Terrorists’ Aussie kids ‘on way home’
THE orphaned children of slain Australian terrorists are on their way home from a refugee camp in northern Syria.
The Australian reports a local aid agency collected eight Australian children from a refugee camp in northern Syria over the weekend and drove them to a safe zone in Iraq before they undertake a long journey through the Middle East before arriving home.
The Sharrouf children, taken to Syria to join father Khaled who shocked the world when he posted a picture of his now-dead son Abdullah holding a Syrian official's severed head, are Humzeh, 8, Hoda, 16, and Zaynab, 17, who is expected to have a baby this week.

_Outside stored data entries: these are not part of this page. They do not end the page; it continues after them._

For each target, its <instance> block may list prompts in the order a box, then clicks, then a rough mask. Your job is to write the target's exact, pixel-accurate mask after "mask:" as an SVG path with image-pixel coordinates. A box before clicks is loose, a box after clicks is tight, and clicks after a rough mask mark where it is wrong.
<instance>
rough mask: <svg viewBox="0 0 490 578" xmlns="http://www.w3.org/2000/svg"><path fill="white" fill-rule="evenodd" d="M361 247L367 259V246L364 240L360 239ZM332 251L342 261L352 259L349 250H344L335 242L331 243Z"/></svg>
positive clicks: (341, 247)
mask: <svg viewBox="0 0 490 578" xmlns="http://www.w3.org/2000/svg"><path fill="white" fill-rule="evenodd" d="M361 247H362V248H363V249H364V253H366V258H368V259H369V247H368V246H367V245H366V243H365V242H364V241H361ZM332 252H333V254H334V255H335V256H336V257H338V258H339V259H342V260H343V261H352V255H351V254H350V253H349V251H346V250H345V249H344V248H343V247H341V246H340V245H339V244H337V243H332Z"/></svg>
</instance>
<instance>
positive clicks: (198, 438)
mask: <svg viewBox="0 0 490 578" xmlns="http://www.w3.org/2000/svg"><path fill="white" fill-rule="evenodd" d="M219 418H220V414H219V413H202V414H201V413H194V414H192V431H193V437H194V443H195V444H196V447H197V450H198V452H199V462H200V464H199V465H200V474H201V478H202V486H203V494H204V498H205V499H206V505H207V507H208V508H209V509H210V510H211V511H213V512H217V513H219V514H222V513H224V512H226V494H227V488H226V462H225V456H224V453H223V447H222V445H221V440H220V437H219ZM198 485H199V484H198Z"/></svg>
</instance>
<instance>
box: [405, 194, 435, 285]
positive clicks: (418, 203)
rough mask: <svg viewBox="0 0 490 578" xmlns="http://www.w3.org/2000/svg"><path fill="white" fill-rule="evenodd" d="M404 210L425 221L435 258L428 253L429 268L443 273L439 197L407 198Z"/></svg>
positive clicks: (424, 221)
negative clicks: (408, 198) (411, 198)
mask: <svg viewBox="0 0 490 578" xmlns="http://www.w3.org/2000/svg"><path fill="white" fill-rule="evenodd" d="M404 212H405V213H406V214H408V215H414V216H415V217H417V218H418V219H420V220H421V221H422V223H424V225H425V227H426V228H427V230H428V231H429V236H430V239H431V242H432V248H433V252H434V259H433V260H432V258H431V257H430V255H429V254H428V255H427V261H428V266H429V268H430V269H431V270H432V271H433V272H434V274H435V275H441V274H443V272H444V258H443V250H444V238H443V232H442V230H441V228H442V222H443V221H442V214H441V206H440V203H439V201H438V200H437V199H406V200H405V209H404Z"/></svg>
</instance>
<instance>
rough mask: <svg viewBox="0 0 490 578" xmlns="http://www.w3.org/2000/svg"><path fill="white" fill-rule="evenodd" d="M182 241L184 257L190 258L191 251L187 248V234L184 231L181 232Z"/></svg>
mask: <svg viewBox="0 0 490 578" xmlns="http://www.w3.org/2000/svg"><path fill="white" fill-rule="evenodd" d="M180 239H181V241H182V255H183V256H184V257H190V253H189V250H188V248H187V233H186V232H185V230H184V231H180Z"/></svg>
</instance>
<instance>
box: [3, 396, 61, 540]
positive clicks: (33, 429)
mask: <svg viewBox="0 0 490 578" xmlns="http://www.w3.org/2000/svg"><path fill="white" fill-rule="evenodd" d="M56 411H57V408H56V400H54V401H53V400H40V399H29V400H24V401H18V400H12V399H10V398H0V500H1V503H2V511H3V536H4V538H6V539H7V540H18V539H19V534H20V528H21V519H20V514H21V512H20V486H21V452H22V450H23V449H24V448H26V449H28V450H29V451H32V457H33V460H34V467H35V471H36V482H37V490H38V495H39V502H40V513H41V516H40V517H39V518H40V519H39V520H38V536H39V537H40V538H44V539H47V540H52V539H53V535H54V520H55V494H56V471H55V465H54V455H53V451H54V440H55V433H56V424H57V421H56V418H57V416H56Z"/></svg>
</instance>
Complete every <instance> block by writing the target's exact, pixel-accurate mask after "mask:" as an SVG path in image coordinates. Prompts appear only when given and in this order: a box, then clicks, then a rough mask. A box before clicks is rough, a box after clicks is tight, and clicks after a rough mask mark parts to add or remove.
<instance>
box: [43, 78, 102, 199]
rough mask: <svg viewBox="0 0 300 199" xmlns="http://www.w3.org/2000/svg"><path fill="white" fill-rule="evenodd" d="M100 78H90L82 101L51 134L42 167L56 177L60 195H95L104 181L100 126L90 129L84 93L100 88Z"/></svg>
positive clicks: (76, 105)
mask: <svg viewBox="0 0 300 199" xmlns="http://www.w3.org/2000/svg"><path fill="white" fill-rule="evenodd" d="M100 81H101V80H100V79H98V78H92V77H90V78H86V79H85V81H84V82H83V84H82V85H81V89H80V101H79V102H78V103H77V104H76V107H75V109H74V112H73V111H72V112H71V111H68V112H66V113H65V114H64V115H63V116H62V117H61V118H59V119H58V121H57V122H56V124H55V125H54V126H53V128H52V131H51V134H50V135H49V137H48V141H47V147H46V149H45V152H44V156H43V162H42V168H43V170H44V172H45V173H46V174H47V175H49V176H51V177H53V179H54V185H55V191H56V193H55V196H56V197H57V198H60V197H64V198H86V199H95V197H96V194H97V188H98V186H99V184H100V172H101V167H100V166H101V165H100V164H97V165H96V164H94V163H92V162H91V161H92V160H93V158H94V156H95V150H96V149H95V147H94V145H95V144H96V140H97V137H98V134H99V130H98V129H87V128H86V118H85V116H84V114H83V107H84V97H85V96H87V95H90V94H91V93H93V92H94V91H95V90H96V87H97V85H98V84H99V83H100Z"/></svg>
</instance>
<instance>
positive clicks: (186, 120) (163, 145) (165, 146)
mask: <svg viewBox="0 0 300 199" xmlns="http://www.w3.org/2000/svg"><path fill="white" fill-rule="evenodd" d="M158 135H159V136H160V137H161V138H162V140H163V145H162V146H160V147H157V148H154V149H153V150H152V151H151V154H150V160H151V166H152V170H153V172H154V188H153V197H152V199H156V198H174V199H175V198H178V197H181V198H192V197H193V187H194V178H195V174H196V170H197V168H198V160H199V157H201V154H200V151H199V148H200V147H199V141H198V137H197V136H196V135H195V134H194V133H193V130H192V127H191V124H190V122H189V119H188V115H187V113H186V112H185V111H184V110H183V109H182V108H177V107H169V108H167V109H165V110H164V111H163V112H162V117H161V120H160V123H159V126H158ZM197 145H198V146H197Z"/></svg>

Also rescued in the first organised return of Australians from the conflict zone were Zaynab's children, three-year-old Ayesha and two-year-old Fatima, The Australian said.
Once in Australia, the Sharroufs will live with their grandmother, Karen Nettleton, in Melbourne after she visited them at the camp in April.

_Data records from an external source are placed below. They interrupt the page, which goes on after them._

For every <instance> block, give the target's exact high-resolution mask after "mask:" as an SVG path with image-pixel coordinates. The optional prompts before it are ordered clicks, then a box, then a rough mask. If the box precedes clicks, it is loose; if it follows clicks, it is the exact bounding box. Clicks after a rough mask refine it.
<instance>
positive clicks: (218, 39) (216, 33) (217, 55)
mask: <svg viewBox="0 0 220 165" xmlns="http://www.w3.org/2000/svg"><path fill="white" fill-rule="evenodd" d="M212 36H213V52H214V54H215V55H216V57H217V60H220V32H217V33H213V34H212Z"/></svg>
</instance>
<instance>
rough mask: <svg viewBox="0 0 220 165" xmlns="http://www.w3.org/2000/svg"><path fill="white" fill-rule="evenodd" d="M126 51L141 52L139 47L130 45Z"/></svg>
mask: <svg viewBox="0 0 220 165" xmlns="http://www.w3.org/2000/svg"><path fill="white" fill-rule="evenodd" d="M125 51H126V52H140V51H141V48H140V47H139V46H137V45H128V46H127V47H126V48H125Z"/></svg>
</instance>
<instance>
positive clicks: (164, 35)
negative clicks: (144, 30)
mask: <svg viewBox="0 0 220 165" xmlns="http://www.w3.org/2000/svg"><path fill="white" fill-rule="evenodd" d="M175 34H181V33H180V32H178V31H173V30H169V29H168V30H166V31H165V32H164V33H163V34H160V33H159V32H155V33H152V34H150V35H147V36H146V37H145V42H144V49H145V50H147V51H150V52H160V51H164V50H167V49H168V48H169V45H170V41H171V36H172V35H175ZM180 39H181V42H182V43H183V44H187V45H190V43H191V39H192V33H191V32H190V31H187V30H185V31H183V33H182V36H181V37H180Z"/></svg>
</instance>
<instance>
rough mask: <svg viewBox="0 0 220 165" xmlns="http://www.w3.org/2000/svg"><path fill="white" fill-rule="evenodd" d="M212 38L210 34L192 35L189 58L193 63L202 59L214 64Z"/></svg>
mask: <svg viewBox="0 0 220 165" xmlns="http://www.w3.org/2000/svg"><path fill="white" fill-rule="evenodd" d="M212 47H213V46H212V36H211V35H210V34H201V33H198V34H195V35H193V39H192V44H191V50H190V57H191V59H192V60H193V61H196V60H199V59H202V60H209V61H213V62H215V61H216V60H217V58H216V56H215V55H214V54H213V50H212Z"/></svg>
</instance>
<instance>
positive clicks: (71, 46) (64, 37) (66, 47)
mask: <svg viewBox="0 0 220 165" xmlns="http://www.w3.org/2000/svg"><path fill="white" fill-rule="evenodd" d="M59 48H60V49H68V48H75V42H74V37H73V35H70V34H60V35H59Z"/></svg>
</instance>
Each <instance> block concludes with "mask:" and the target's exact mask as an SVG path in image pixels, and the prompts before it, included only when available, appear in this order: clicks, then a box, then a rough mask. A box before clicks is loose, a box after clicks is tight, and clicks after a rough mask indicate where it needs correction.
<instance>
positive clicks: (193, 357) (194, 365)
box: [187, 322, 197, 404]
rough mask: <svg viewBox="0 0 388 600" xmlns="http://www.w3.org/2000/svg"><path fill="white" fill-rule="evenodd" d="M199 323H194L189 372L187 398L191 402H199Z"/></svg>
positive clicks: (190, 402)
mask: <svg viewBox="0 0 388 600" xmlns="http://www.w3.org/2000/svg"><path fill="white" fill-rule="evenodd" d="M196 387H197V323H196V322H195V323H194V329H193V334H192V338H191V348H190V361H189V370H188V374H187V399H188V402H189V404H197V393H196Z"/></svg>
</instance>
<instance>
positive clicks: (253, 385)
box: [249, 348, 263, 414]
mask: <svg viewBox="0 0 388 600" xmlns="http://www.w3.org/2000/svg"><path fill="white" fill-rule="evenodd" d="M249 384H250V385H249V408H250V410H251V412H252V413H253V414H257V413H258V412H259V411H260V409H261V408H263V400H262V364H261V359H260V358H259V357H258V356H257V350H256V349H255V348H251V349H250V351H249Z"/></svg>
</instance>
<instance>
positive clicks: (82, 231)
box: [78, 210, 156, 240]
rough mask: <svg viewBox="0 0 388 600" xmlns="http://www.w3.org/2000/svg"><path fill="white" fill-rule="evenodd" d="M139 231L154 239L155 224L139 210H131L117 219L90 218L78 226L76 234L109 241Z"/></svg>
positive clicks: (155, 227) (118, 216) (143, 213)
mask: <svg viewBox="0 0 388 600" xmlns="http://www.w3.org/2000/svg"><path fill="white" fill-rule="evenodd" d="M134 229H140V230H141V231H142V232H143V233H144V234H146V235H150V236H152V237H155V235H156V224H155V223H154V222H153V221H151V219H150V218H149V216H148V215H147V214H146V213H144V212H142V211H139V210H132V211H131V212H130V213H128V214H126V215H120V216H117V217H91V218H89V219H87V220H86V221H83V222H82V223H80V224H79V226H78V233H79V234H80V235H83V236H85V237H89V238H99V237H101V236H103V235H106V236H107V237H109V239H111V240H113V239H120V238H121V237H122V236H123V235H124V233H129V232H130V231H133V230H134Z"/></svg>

Rescuers also evacuated the orphaned children - two boys and a girl aged between six and 12 - of slain Australian Islamic State fighter Yasin Rizvic and his wife, Fauzia Khamal Bacha. It is unclear where they will live.

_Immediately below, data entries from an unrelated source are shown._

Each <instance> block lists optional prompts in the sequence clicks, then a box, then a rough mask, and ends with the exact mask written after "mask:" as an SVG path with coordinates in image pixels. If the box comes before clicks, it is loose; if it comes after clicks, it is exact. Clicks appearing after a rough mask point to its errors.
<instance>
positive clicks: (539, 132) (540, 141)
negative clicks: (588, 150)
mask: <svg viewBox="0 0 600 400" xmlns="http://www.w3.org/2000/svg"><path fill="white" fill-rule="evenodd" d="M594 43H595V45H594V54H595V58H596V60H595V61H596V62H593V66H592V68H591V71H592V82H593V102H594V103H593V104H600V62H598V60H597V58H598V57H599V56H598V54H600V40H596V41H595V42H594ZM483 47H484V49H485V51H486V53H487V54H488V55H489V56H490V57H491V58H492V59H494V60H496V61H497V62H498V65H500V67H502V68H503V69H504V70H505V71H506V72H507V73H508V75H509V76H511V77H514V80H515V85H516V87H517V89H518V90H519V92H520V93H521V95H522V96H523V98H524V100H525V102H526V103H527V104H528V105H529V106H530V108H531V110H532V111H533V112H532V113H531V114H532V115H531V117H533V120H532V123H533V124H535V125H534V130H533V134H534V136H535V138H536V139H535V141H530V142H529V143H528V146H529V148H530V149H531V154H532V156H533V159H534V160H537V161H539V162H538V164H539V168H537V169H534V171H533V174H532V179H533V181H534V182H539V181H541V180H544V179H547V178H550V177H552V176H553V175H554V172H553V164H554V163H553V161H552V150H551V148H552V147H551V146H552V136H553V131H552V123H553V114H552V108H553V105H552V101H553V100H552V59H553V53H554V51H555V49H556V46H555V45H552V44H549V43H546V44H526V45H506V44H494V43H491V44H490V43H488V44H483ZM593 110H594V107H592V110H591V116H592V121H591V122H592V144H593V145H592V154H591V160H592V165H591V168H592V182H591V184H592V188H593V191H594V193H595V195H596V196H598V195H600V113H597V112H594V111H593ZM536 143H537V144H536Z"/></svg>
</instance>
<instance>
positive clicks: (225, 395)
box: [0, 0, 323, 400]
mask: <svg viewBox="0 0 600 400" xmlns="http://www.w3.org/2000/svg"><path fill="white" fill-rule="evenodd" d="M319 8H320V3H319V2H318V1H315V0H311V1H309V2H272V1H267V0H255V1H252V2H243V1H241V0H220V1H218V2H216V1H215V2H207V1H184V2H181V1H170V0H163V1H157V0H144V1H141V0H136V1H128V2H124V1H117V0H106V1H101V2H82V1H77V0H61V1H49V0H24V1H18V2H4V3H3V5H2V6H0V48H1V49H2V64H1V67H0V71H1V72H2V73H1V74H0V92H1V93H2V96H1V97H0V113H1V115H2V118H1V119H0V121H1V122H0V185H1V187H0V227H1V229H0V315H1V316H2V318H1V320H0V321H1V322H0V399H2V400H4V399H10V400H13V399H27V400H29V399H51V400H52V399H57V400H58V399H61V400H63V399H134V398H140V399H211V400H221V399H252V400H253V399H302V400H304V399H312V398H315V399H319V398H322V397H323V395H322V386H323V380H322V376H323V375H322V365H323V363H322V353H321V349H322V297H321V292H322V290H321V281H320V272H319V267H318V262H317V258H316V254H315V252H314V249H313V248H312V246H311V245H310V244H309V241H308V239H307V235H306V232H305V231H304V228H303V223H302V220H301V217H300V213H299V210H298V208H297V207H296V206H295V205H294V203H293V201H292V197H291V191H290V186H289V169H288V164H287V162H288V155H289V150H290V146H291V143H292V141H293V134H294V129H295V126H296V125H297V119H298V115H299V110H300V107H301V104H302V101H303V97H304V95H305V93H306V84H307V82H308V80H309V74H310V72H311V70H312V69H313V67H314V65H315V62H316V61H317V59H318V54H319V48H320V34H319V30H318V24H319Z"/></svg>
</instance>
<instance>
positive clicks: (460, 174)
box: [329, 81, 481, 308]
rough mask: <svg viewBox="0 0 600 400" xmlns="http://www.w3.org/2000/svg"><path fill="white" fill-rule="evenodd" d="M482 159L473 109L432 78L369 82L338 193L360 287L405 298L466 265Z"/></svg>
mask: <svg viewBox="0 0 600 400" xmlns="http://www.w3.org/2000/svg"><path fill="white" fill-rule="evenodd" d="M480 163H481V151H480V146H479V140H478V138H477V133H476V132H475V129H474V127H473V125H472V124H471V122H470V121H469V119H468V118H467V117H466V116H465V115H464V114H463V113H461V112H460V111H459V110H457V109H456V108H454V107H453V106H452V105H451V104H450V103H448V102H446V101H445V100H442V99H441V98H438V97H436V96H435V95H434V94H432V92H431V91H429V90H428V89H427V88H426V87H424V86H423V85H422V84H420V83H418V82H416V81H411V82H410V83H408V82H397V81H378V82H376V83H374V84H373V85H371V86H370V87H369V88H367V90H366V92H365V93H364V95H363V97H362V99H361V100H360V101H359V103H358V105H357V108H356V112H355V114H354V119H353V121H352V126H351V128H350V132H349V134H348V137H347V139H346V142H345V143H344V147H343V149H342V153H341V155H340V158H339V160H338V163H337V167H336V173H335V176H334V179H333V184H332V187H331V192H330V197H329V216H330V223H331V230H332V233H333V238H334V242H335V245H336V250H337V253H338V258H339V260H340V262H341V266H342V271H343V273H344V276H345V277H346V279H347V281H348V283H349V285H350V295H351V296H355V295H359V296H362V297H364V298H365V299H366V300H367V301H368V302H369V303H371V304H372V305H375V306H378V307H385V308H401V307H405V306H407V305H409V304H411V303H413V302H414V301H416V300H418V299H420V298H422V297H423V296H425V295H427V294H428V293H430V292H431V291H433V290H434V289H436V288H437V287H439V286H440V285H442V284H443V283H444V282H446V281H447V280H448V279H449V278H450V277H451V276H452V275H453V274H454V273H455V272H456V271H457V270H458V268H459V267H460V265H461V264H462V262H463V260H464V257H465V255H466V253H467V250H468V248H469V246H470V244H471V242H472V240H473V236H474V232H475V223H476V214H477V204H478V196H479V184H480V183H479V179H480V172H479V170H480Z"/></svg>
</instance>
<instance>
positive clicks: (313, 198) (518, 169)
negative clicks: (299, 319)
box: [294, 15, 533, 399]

Mr Morrison told The Australian: "The fact that parents put their children into harm's way by taking them into a war zone was a despicable act. However, children should not be punished for the crimes of their parents.
"Repatriating these children was not a decision the Australian government made lightly. "Australia's national security and the safety of our people and personnel have always been our most important considerations in this matter.''
About 70 Australians, mostly women and children, are stranded in northern Syria.
The Australian reports that the children are undergoing detailed medical and psychological reviews to assess whether they have taken on the radical views of their parents.
It is understood the group will stay in Iraq until Zaynab has her baby before they continue their journey home.
The Australian said it had agreed to withhold details of the operation until the group was safely clear of the country because of the high level of risk involved.